2007-02-01

sovay: (Lord Peter Wimsey)
"Follow Me Home" is now online at Lone Star Stories.

This is a strange poem for me to read over. It was written in mid-November, when [livejournal.com profile] hans_the_bold was staying with me; so far as I can tell, its initial image descended from a dream I'd had in the last week of October (From the next night, all I can remember is a man hanged on barbed wire against the sunset, in the midst of incredible carnage, with King Haggard's unsurprised smile), but I don't know how it transformed from a slightly futuristic battlefield to the trenches of the First World War. The whole week after I'd finished the piece, I read solidly through Wilfred Owen, David Jones, Robert Graves, Siegfried Sassoon. As an exorcism, it didn't work.

(My brother's best friend returned this summer from Iraq. At barely twenty-one, he's a veteran with decorations and scars and he doesn't sleep well at night. For Christmas, I gave him the complete poems of Wilfred Owen, and he already knew "Dulce Et Decorum Est." His commanding officer in country had kept a copy tacked up beside his bed.)

The song that accompanies the poem, although it's the wrong war, is Carol Noonan's "Medal of Mine." I played it looking for a title and then it wouldn't leave my head. Who'll tell his mother where her boy died? )
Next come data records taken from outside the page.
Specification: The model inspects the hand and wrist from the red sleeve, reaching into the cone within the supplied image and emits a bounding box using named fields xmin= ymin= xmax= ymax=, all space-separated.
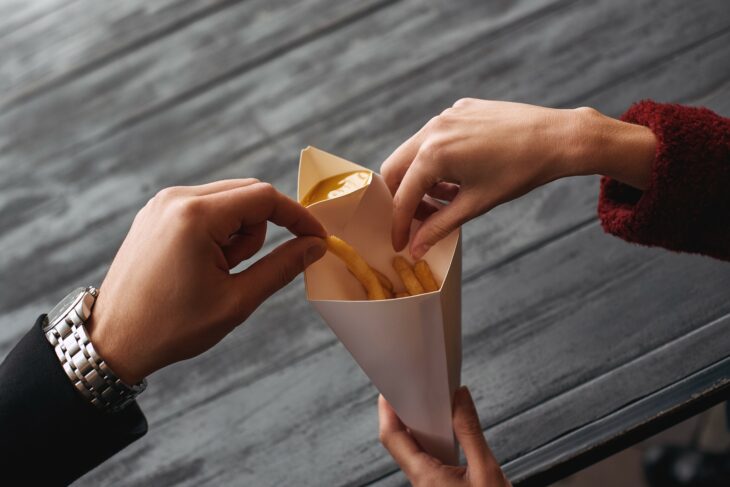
xmin=381 ymin=99 xmax=656 ymax=259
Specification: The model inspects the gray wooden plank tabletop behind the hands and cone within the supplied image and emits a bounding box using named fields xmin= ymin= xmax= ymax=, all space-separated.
xmin=0 ymin=0 xmax=730 ymax=486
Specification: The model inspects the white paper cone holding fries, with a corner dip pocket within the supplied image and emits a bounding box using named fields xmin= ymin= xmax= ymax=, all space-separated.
xmin=297 ymin=147 xmax=461 ymax=465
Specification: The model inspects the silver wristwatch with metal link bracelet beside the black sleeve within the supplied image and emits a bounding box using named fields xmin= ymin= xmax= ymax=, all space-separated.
xmin=43 ymin=287 xmax=147 ymax=412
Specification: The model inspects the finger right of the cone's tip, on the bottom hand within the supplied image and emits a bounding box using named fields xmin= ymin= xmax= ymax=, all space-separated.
xmin=453 ymin=386 xmax=503 ymax=485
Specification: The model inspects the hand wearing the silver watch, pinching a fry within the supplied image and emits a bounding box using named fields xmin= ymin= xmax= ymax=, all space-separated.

I hope I did somebody justice with this one.
sovay: (Rotwang)
Gian Carlo Menotti has died.

He wrote some of the strangest and eeriest music I have ever heard or sung. Steal me, sweet thief, for time's flight is stealing my youth. Yes, I know a child the color of earth, the color of thorn. If you're not shy, pin up my hair with your star and buckle my shoe. Horizons! Horizons! There's no guard to kiss or kill. Death's frontiers are free. "The Black Swan" was my standard audition aria for years, a murder ballad with a drowned lover and a bloodied sun and a sleepless, weed-mouthed ghost. Its source opera, The Medium (1946), is a shivery film noir in which the boundaries between childish pantomime and bereaved, believing grief and a charlatan's drunken delusions all blur together into the brush of a cold hand in the dark; The Consul (1950) is a Kafkaesque fever dream of a bureacracy, where a husband can disappear into a paper trail without a trace and the same hopeless figures have inhabited the waiting room for years and even a magician can produce anything out of his pockets—doves, cards, flowers—but the papers he needs to escape. The Old Maid and the Thief (1941) is a self-described "grotesque opera," in which rich old women and ambitious young ones project onto an unassuming traveler every guise from a dashing convict to a kept lover to a stand-in for Death, and Amahl and the Night Visitors (1951) is a miracle play, the night the Three Magi stopped by the home of a lame beggar-child and his mother, following their star toward the east. These aren't even all Menotti's operas, only the ones I know best: and there will be no more. But I am glad of them.

Choose your partner! The dance is on!